29/8/10

El mar

Leo en Pistolas y mares, un artículo de Luis Magrinyà a propósito de los cuentos de Anton Chéjov, que el escritor inglés William Gerhardie, nacido en Rusia en 1895, escribió un librito sobre el autor de El beso donde, por lo visto, dice que el realismo bien entendido debería consistir en extraer de la vida sus rasgos característicos -porque la vida, fuera del foco del arte, es como el mar: borrosa, sin forma y sin plan- y reubicarlos en un plan concebido para representar, bajo el foco del arte, la vida que es como el mar: borrosa, sin forma y sin plan.

Anton Chéjov

No parece mal traído. Salvo en el símil. Salvo en el mar. Salvo en los adjetivos. A ver, el mar será imprevisible, despiadado e indómito, pero, desde luego no es ni borroso ni informe. Quizá no tenga un plan, pero se comporta como si lo tuviera. Basta ver los dibujos de las olas de Leonardo da Vinci. El mar tiene mareas, rimas y ritmos. Bien lo saben los percebeiros. Bien lo sabían las mujeres que acudían a coger las nueve olas en A Lanzada en la celebración de los ritos de fertilidad. O sea, el mar es inteligible. Se hace oír y oye. Basta acercarse, cuando nada puede consolarnos, para comprobar que el mar nos habla, como si supiera, antes de que nosotros seamos conscientes, de lo que necesitamos escuchar. El mar, digamos, tiene su dramaturgia. La vida no es como el mar. La vida, fuera del foco del arte, es como la vida: azarosa, cabrona, hermosa, mediocre, misteriosa, caótica y cruel. Ruido y furia, ya sabéis. Un puñetero sinsentido. Pura improvisación. Chéjov le escribió a un amigo que ya era hora de que los escritores, especialmente los que son artistas, reconocieran que en este mundo nada se comprende. En fin, que la vida no hay quien la entienda. Pero el mar... Ah, el mar. Si yo os contara. Metal de infancia, que decía José Hierro.

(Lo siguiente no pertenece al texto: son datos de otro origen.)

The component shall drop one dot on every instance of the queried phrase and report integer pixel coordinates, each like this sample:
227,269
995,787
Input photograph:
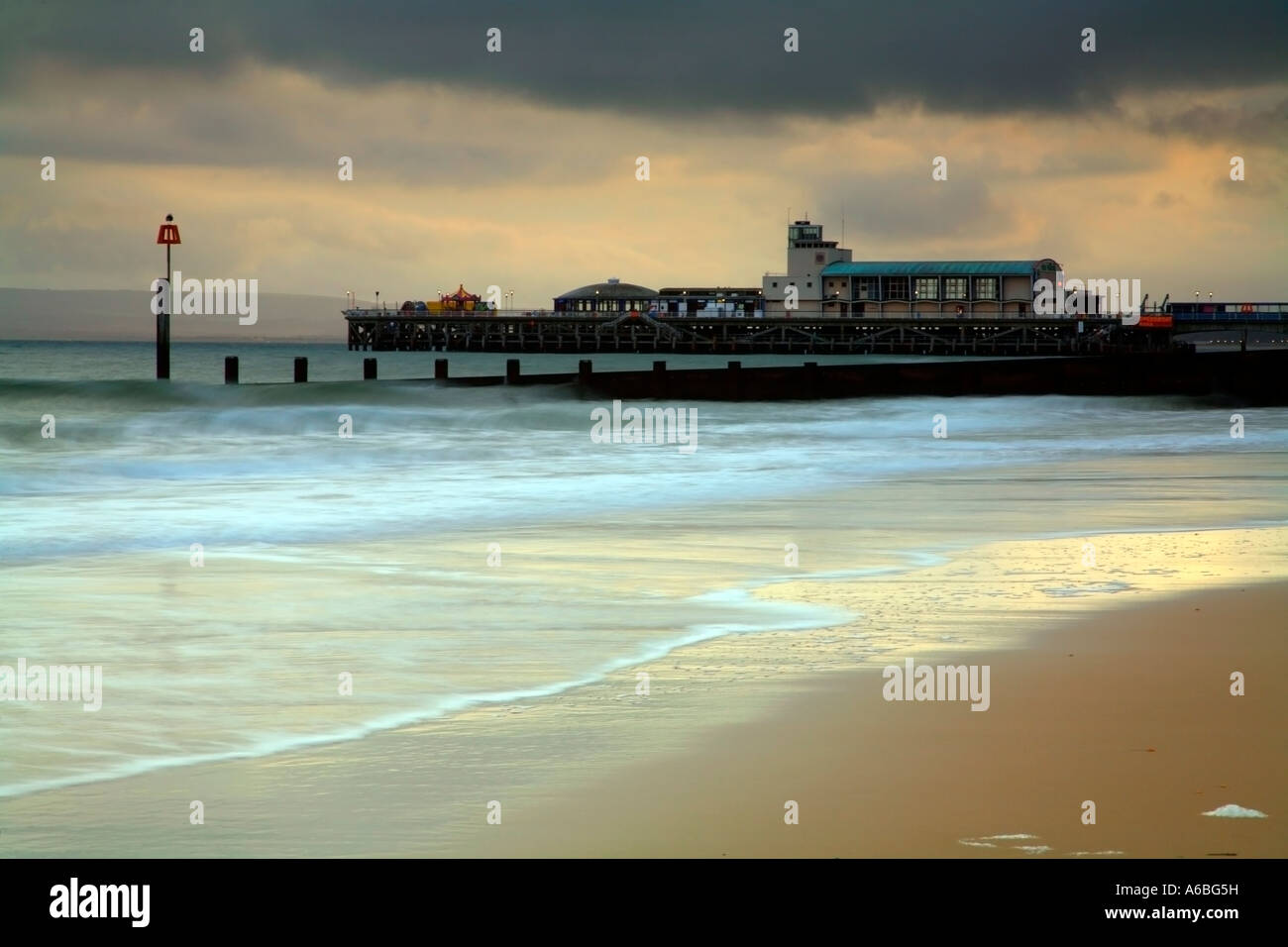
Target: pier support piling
660,379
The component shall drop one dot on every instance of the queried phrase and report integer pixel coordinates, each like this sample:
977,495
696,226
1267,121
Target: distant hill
127,316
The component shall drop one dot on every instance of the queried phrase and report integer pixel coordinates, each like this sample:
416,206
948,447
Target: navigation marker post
167,235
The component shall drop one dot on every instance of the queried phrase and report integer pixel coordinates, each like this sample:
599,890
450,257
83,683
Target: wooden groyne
1252,377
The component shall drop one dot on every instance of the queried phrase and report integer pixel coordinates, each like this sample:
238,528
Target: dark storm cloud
692,56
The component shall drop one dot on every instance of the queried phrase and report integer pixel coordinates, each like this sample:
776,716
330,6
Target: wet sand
1128,709
1117,696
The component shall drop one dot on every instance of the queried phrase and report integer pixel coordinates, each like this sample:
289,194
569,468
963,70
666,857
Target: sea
268,566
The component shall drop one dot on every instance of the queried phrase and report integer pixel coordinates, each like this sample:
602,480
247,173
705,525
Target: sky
518,167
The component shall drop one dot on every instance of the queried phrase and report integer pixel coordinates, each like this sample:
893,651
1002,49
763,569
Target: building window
986,287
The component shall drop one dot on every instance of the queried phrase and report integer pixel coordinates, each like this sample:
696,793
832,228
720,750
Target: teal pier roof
939,266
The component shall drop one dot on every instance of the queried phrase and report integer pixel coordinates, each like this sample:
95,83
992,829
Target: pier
378,330
1237,377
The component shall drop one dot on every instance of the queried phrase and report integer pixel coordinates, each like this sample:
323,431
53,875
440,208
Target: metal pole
163,324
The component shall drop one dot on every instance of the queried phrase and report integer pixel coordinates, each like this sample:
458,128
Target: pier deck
799,334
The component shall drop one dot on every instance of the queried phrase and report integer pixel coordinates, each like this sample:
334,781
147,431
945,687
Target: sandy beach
1116,692
1131,710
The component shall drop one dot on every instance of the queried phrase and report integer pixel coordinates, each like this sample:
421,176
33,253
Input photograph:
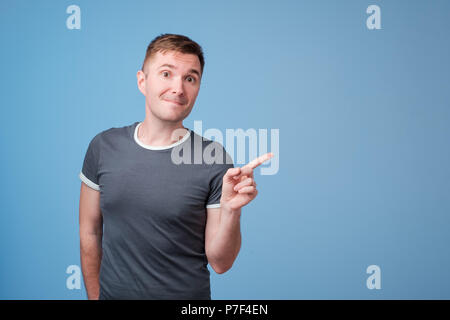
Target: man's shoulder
115,132
213,151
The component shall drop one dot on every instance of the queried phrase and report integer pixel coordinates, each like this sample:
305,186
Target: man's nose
178,86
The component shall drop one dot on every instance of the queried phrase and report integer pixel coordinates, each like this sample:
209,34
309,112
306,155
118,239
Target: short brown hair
174,42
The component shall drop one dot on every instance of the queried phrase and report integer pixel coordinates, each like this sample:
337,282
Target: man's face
170,83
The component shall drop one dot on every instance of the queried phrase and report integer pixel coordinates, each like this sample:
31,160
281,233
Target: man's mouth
175,102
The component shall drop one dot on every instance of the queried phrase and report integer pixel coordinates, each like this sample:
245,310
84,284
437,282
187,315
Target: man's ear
141,81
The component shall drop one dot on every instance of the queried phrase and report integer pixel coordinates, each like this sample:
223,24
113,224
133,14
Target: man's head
170,76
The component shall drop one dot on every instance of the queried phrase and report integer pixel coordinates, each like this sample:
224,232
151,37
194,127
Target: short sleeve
217,172
89,172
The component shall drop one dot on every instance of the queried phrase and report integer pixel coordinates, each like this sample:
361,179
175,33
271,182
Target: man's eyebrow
173,67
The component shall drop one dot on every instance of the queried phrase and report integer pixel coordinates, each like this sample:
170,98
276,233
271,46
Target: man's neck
154,132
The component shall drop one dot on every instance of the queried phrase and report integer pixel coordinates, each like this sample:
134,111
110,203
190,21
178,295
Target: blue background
363,116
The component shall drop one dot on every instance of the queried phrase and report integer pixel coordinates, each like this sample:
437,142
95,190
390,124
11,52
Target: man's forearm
91,257
226,243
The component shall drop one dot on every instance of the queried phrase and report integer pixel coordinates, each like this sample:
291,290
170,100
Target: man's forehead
183,60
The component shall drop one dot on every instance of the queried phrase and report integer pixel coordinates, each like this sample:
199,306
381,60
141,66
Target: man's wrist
226,209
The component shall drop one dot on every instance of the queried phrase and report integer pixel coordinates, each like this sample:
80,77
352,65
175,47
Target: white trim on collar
186,136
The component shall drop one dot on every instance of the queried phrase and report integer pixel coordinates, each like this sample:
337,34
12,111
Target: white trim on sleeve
88,182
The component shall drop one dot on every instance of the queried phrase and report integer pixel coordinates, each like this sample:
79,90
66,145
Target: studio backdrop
352,97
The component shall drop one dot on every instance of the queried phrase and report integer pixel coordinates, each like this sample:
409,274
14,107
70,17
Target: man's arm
223,234
222,237
91,231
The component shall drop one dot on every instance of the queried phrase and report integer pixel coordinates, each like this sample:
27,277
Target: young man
149,226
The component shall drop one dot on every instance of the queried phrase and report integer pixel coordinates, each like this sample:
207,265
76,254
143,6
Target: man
149,226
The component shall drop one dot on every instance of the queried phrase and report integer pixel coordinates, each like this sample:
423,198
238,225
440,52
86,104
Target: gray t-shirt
154,213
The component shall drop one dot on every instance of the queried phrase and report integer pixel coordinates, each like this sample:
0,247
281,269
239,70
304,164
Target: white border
186,136
88,182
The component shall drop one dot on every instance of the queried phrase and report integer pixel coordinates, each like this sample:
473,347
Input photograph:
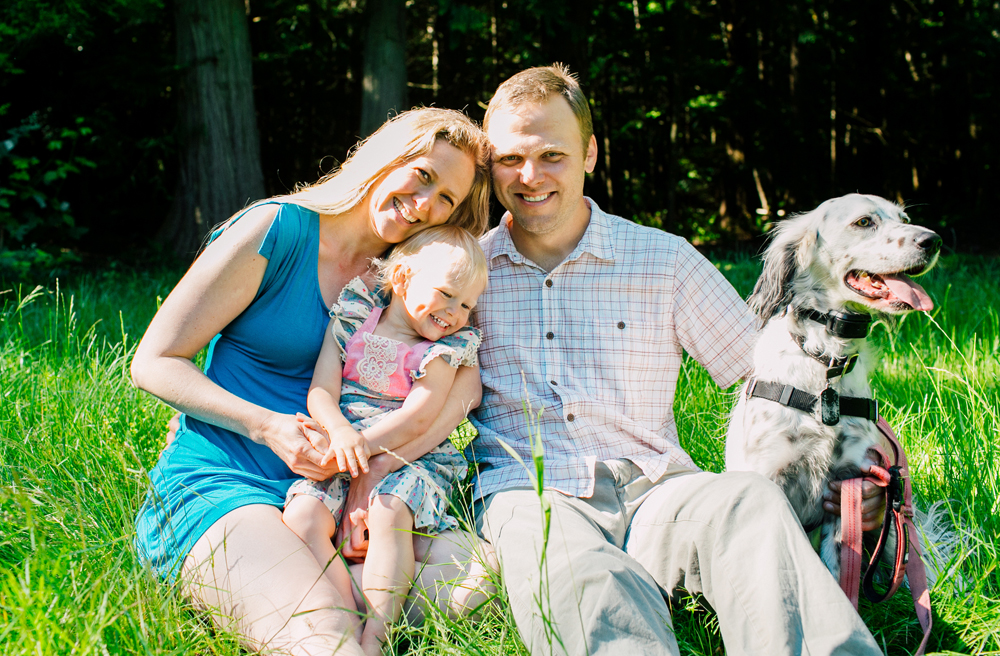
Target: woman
260,293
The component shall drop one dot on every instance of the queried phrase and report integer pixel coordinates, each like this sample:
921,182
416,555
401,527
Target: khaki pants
611,559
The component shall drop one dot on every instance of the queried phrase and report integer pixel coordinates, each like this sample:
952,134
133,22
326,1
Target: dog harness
893,479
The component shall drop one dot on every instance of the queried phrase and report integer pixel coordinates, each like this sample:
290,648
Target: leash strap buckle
895,489
842,367
829,402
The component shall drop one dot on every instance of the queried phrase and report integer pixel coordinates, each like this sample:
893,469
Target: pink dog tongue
908,292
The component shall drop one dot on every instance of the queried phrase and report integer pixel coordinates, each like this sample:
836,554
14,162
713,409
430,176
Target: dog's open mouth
896,290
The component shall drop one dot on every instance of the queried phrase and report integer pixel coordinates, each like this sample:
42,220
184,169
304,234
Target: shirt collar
597,240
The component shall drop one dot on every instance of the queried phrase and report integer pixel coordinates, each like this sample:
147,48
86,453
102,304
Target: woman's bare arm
220,284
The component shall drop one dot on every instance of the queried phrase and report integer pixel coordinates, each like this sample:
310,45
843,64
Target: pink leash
898,512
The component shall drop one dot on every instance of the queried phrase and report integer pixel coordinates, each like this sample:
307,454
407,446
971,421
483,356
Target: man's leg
734,538
588,596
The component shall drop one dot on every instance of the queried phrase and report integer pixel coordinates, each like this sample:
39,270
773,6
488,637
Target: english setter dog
806,416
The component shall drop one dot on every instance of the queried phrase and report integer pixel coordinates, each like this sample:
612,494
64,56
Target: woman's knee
307,516
389,511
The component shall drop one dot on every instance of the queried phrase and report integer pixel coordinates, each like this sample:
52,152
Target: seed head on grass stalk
532,417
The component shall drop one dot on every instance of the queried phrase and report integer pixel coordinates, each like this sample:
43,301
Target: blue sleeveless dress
266,356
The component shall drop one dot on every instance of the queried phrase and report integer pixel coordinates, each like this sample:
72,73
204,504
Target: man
586,317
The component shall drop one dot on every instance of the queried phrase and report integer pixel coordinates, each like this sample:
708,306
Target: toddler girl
402,360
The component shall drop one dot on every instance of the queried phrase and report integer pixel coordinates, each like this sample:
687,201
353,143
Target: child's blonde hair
471,270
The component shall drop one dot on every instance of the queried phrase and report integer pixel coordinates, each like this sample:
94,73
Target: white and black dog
806,416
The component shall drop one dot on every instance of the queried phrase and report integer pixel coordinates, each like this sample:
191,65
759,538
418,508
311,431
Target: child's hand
350,449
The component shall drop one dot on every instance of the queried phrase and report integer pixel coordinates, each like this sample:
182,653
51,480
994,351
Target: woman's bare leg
258,579
389,567
312,521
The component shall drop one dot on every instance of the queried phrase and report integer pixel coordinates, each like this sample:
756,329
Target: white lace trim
379,362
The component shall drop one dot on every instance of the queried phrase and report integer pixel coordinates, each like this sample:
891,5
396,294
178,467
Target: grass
76,441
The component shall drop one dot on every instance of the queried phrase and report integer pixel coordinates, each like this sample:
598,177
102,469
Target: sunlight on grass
76,440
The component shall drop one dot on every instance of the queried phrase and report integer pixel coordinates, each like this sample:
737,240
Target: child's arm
347,445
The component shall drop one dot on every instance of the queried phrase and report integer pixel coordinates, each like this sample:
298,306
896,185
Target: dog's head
855,253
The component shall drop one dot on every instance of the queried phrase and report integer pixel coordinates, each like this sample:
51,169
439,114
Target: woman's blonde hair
405,137
471,270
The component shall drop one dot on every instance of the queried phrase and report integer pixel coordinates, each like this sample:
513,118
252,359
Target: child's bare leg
389,567
310,519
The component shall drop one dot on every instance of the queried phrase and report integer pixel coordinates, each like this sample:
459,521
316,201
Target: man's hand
872,501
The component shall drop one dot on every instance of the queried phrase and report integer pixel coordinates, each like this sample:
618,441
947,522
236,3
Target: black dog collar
849,325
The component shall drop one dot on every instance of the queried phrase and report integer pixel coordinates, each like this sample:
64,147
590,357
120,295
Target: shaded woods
714,117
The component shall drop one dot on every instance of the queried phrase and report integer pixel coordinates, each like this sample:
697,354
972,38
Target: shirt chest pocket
618,347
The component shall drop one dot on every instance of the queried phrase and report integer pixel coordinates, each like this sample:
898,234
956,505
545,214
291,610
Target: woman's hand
345,446
285,435
349,449
356,508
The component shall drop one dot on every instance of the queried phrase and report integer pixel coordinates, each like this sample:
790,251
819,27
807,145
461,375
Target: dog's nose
929,242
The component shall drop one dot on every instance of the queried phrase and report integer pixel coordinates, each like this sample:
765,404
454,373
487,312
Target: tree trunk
219,146
384,83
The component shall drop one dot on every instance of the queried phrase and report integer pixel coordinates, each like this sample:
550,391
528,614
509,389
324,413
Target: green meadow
76,441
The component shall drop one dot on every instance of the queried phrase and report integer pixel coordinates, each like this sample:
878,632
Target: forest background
129,127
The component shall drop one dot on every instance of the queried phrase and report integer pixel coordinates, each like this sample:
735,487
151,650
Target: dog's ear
790,250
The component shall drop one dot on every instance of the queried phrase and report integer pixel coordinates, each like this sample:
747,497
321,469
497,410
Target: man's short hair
536,86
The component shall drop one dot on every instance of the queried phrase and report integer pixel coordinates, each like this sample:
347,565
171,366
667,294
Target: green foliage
30,184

Leonardo da Vinci, un diluvio

La vida y el mar. Lo inefable y lo inmenso. Desde luego no se lo pusieron fácil al realismo. Y menos cuando se trata de meter la inefabilidad en unas pocas páginas o la inmensidad en un cuento. William Gerhardie abre su novela Inutilidad con estas líneas: Y de pronto me di cuenta de que la única cosa que podía hacer era convertir todo aquello en un libro. Es lo que habitualmente hacemos con la vida. Bueno hay quien hace películas, novelas o funciones de circo. Pero un cuento para meter el mar o la vida... ¿en qué cabeza cabe?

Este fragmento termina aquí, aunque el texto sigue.